Combination key dynamic security management system is adopted in described intelligence networking, adopt coding and the verification method thereof of RID coding RID, the PKI of combination sign can generate easily, the public key encryption that its corresponding private key will be known with user's principal mark by the publisher of total system is passed to the issuing department of son sign, after the approval of son sign issuing department, issue the user, owing to be the public key encryption of knowing with user's principal mark, the private key that has only user's principal mark to know just can be untied, so the publisher of son sign has administrative power, but can't see private key for user, ensure private key safety.The application that so promptly ensures each son sign is separate, ensures again to know by principal mark each son sign is managed.Can be as the credible basic platform of Internet of Things, the Internet and e-commerce system.Because the dynamic security of combination key dynamic security management system; promptly solve user's master key and do not expose, the business cipher key one-time pad, and service side, professional side and user each side all participate in safeguard protection; make that single to crack means useless, be particularly suitable on intelligent network, using.
Claims (10)
1. networking certainly, it is characterized in that, use the client name as the network address and PKI, described client comprises specific hardware and/or software, adopt combination key system and intelligent arithmetic system, described client identification adopts the definition of RID coding, the identity and the natural quality of oneself's proof oneself, connect optimization and management by described intelligent arithmetic system, the self identity order and the field of RID coding in the header of network communication protocol, have been increased, before transfer of data, carry out original address checking based on the RID coding, realize credible connection, address descriptor support to transducer class awareness apparatus and intelligent terminal, according to address properties, priority, the artificial intelligence mode is added up and control connection resource and efficient, rationally adjust address group and attribute, ensure the rational management of resources effective management and Distributed Calculation, formed the intelligent connected networks of self identity, intelligent identification module has been set with automatic connection management, the intelligence dome module, intelligence computation and module intelligent management module.

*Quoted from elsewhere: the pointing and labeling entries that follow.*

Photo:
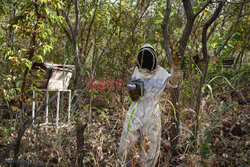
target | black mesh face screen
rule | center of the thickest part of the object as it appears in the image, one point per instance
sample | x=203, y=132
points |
x=146, y=60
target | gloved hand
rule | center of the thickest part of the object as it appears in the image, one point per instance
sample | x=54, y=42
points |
x=135, y=89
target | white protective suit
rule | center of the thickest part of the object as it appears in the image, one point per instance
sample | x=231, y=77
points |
x=141, y=133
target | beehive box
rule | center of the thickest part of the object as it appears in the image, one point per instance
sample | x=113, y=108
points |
x=56, y=77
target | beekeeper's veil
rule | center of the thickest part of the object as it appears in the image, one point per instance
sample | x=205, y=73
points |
x=147, y=58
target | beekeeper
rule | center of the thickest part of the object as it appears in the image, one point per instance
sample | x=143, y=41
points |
x=141, y=134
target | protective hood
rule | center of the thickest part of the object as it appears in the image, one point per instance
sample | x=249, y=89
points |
x=146, y=58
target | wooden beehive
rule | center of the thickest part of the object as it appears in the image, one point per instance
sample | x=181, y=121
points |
x=55, y=77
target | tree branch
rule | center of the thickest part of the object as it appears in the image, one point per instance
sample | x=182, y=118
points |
x=164, y=27
x=246, y=1
x=64, y=14
x=188, y=28
x=206, y=57
x=231, y=34
x=203, y=8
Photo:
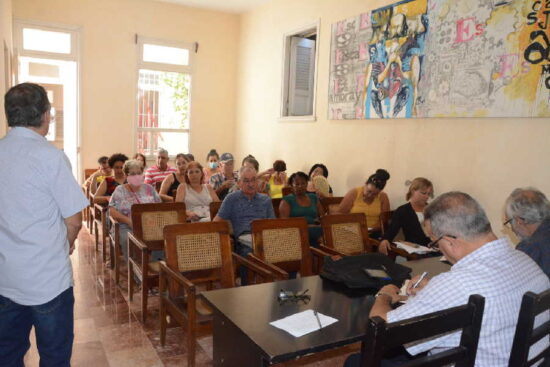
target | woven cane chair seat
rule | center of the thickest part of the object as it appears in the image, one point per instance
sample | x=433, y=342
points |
x=347, y=237
x=198, y=251
x=282, y=245
x=154, y=222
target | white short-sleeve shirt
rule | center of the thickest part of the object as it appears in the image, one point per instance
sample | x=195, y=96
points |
x=37, y=191
x=495, y=271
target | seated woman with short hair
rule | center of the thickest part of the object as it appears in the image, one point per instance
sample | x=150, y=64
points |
x=196, y=195
x=124, y=196
x=110, y=183
x=277, y=180
x=369, y=199
x=171, y=182
x=409, y=217
x=302, y=204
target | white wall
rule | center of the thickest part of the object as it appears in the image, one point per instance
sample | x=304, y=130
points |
x=109, y=74
x=485, y=157
x=5, y=36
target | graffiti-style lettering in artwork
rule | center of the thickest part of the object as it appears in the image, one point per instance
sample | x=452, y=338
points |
x=436, y=58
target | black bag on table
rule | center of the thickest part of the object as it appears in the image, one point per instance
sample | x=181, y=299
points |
x=350, y=270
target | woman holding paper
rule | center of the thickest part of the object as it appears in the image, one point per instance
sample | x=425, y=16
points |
x=409, y=217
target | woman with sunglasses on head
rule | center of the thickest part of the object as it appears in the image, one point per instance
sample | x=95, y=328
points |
x=196, y=195
x=410, y=216
x=212, y=161
x=369, y=199
x=124, y=196
x=171, y=182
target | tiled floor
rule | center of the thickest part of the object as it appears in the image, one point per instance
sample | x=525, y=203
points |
x=108, y=331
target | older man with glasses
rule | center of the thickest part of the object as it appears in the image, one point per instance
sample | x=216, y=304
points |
x=528, y=215
x=158, y=172
x=482, y=264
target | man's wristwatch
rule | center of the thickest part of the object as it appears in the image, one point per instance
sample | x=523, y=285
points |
x=383, y=294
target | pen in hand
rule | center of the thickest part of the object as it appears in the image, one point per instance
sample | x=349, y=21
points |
x=318, y=319
x=420, y=279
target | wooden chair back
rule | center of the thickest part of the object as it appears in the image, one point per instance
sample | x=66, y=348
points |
x=276, y=203
x=330, y=204
x=382, y=336
x=158, y=185
x=201, y=251
x=149, y=220
x=527, y=334
x=287, y=190
x=283, y=243
x=346, y=233
x=214, y=208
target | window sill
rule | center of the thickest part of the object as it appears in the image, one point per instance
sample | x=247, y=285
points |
x=310, y=118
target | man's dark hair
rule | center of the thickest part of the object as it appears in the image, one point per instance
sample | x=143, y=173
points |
x=25, y=104
x=118, y=157
x=295, y=175
x=279, y=166
x=323, y=167
x=379, y=179
x=457, y=214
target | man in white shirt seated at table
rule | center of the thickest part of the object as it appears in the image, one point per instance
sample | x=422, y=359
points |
x=482, y=264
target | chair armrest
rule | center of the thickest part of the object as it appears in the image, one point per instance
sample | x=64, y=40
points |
x=329, y=251
x=137, y=242
x=177, y=277
x=265, y=273
x=280, y=274
x=101, y=208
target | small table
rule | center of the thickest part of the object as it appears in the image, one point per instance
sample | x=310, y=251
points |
x=242, y=335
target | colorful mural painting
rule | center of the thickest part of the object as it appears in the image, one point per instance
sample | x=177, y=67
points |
x=443, y=58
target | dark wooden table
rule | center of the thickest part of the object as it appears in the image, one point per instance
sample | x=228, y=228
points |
x=242, y=334
x=430, y=264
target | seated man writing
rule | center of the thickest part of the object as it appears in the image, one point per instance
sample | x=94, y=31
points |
x=242, y=207
x=482, y=264
x=528, y=213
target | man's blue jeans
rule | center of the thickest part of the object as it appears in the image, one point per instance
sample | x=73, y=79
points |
x=53, y=323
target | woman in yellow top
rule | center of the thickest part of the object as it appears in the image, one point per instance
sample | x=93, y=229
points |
x=278, y=179
x=369, y=199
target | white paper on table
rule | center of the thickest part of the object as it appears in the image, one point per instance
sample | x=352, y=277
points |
x=403, y=290
x=303, y=323
x=412, y=248
x=246, y=239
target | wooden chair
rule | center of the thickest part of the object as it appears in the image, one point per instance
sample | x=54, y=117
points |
x=382, y=336
x=214, y=208
x=527, y=334
x=345, y=234
x=114, y=248
x=287, y=191
x=282, y=246
x=330, y=205
x=85, y=213
x=100, y=221
x=196, y=254
x=276, y=203
x=148, y=222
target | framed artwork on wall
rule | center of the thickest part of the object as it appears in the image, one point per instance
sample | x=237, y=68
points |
x=442, y=58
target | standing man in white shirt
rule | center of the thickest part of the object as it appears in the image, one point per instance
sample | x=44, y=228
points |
x=39, y=222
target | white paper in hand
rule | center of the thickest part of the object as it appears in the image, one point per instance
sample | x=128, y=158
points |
x=303, y=323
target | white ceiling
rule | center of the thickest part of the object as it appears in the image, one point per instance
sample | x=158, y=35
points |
x=230, y=6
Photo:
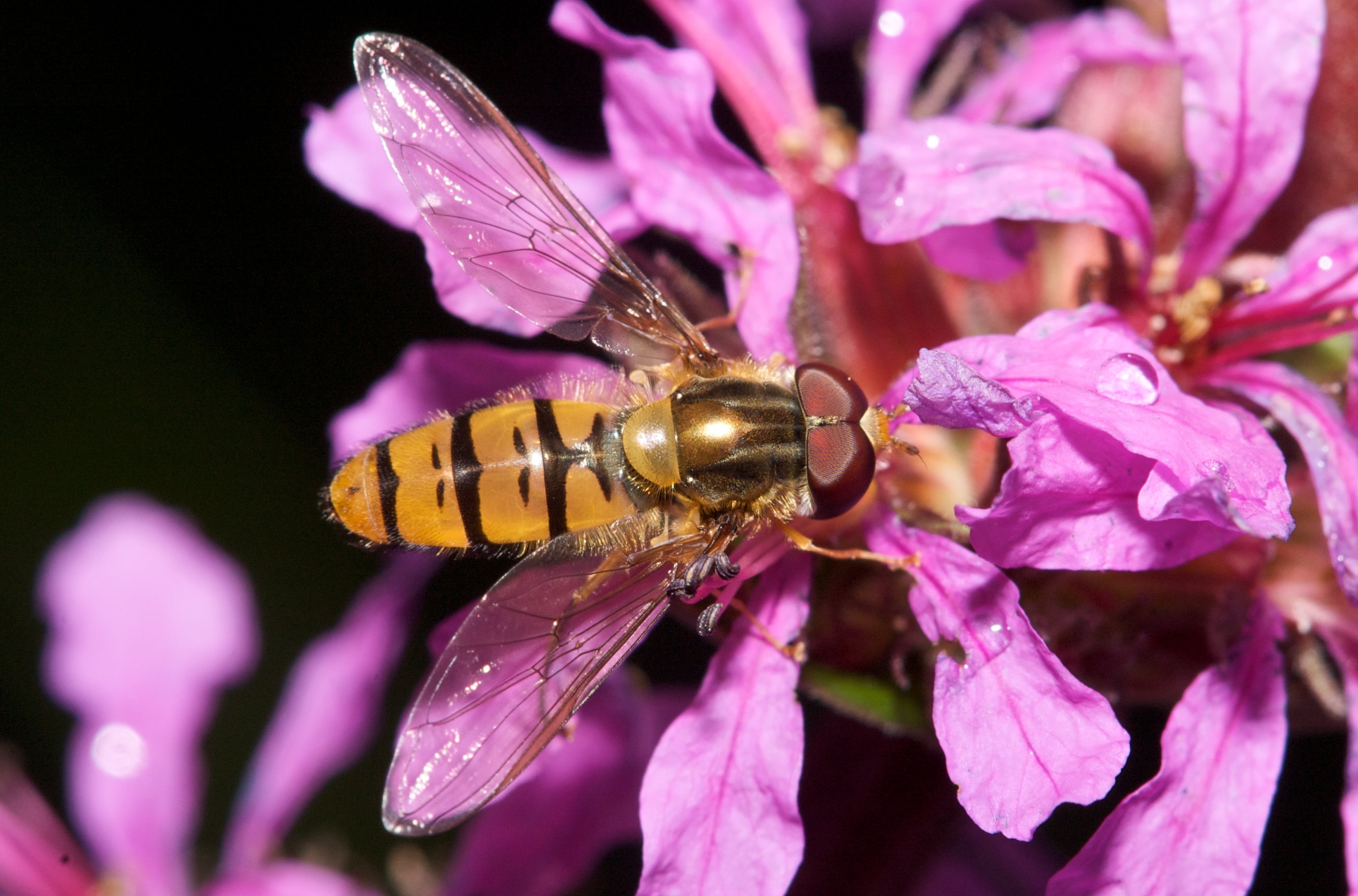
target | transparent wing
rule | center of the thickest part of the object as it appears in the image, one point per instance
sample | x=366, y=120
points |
x=503, y=214
x=529, y=655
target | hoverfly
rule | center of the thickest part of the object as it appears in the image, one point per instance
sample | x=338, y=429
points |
x=628, y=492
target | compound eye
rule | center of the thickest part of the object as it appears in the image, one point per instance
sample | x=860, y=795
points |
x=840, y=467
x=828, y=391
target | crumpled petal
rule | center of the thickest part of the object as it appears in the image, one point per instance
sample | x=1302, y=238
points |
x=904, y=37
x=1315, y=277
x=37, y=854
x=1250, y=68
x=1324, y=438
x=1020, y=733
x=1125, y=443
x=148, y=622
x=590, y=778
x=944, y=171
x=445, y=377
x=992, y=250
x=689, y=178
x=1029, y=85
x=288, y=879
x=345, y=154
x=328, y=710
x=719, y=801
x=1197, y=826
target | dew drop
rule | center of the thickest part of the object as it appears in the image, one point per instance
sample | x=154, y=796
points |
x=1129, y=379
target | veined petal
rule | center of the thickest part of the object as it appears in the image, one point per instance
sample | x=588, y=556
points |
x=1324, y=438
x=1020, y=733
x=1123, y=431
x=904, y=37
x=1030, y=83
x=288, y=879
x=944, y=171
x=1197, y=826
x=148, y=622
x=328, y=710
x=1316, y=276
x=689, y=178
x=344, y=152
x=1250, y=68
x=591, y=780
x=37, y=854
x=719, y=801
x=445, y=377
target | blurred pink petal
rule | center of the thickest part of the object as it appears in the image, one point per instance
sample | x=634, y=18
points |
x=1030, y=83
x=904, y=36
x=943, y=171
x=1250, y=68
x=1020, y=733
x=993, y=250
x=1315, y=277
x=719, y=801
x=1128, y=444
x=1324, y=438
x=1195, y=827
x=148, y=622
x=328, y=710
x=445, y=377
x=590, y=780
x=345, y=154
x=689, y=178
x=288, y=879
x=37, y=854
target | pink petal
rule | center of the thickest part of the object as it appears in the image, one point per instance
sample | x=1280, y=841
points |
x=943, y=171
x=1324, y=438
x=445, y=377
x=1125, y=444
x=1195, y=827
x=904, y=37
x=1030, y=83
x=148, y=622
x=1250, y=68
x=546, y=835
x=288, y=879
x=328, y=710
x=1315, y=279
x=37, y=854
x=1020, y=733
x=719, y=801
x=982, y=252
x=344, y=152
x=689, y=178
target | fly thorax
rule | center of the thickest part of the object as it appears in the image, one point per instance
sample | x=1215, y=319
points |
x=648, y=440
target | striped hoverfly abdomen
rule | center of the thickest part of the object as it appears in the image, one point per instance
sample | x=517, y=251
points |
x=504, y=476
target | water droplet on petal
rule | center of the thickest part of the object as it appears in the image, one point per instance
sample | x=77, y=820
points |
x=1219, y=470
x=119, y=751
x=1129, y=379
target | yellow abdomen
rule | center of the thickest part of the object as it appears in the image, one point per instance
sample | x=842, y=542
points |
x=525, y=471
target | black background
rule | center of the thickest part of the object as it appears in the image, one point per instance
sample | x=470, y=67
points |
x=184, y=308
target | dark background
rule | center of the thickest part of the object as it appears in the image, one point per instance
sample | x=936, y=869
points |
x=184, y=308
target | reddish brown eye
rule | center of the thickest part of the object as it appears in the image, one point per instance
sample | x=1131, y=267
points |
x=828, y=391
x=840, y=467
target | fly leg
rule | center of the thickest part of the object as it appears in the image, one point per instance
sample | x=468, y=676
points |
x=713, y=560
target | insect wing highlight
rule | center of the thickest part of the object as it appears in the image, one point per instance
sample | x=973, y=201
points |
x=508, y=219
x=529, y=655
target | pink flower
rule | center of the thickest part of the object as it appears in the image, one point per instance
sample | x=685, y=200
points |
x=1117, y=462
x=148, y=622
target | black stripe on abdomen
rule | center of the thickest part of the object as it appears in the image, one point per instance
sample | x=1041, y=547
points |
x=388, y=485
x=466, y=480
x=556, y=465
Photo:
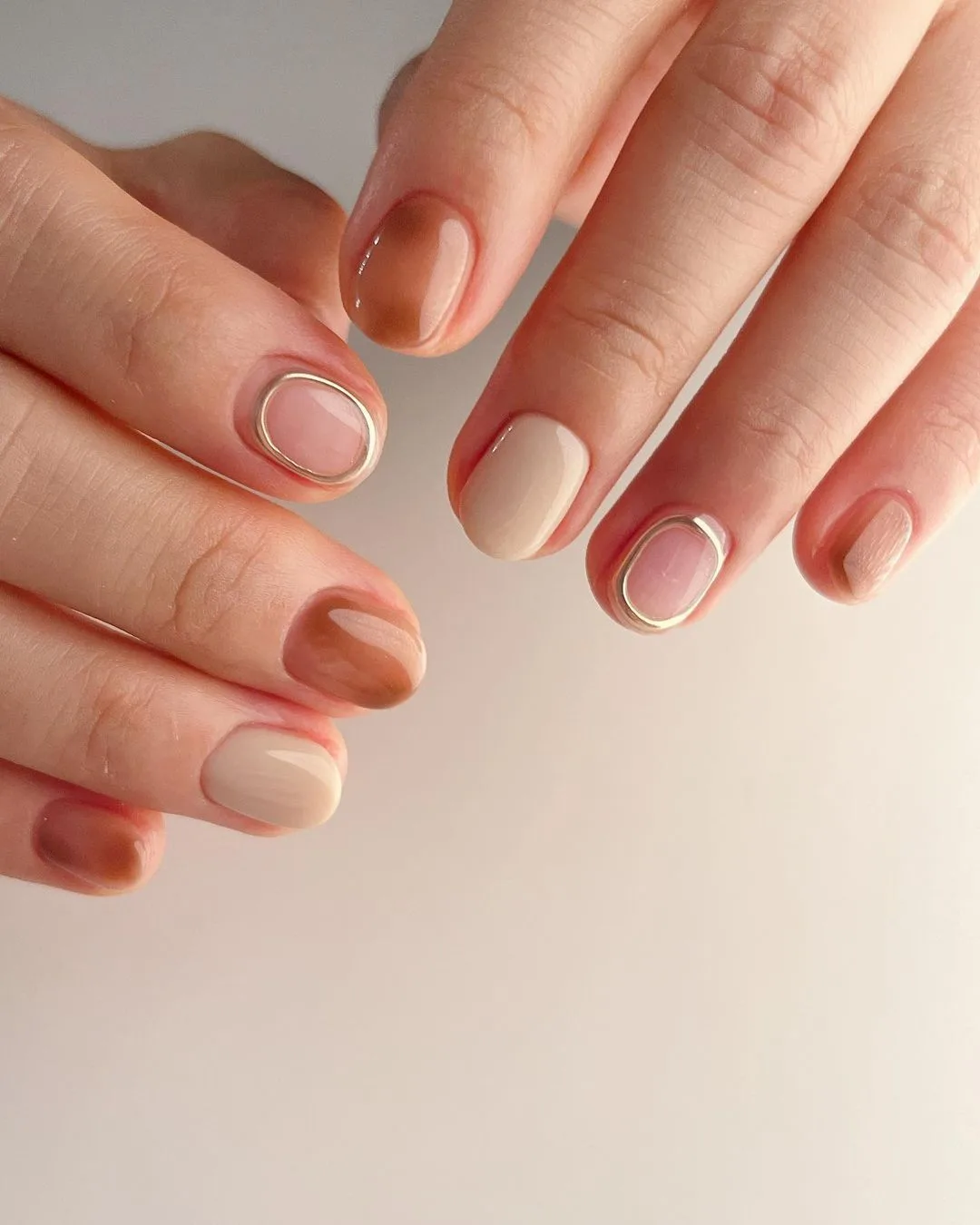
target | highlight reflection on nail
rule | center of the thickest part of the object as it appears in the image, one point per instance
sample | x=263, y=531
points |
x=671, y=571
x=316, y=429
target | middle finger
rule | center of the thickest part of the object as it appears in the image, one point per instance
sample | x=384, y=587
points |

2. according to the networking certainly described in the claim 1, it is characterized in that, described network communication protocol is followed osi layer time formula structure, be about to a network and be divided into some levels, be in high-level system and only be interface and function that the system that utilizes lower level provides, need not understand algorithm and agreement that low layer realizes that this function adopts; Lower level also only is to use the parameter that sends from higher-level system, each module between level can replace with a new module, as long as new module and old module have identical functions and interface, even algorithm and agreement that they use are all different, therefore the introducing from Intelligent Recognition, intelligent connection, intelligence computation and the intelligent management module of networking does not influence the existing network framework, and because better fail safe and manageability, more can ensure the efficiency of service of network, simultaneously carry out priority assignment, realize differentiated control and service according to artificial intelligence.
3. according to the networking certainly described in the claim 1, it is characterized in that described RID coding is a kind of information coding of verifying that is used for truly describing the main body uniqueness, a code can only identify an object of classification uniquely; Encoding in the cycle in whole information system does not change, and coding can not change the consistency that changes because of external environment condition; Alternate code is arranged, allow the autgmentability of the adding of new data; Unified and the self identity of the compiling form of the type of same level code, structure, code sign, sign indicating number bit length and code; Described RID coding is applicable to electronics or Digital ID sign indicating number and pattern identification sign indicating number and hybrid coding thereof.
4. according to the networking certainly described in the claim 1, it is characterized in that, the described combination key realization self identity employing ECC of system elliptic curve encryption algorithm, at first generate the PKI matrix of a private key matrix and described private key matrix correspondence, the PKI that is same position in the private key of ad-hoc location in the private key matrix and the PKI matrix is that a pair of ECC PKI is right, make an abstract by RID coding RID to the user, digest value is converted into some position coordinateses, taking out a plurality of PKIs from described PKI matrix correspondence position does a little and adds, generate client public key, the algorithm of described PKI matrix and calculating client public key is open, calculate client public key and come certifying signature, or issue this user with the client public key enciphered data, and this user also can only sign or unties this client public key ciphered data of usefulness that other people send with the private key for user of oneself.
5. networking certainly according to claim 1 is characterized in that, described intelligent identification module is to adopt the self identity of RID coding and the realization of combination key system.
6. networking certainly according to claim 1 is characterized in that described intelligence computation module is meant by the log of artificial intelligence technology statistics networked devices, carries out the cloud computing of differentiated control.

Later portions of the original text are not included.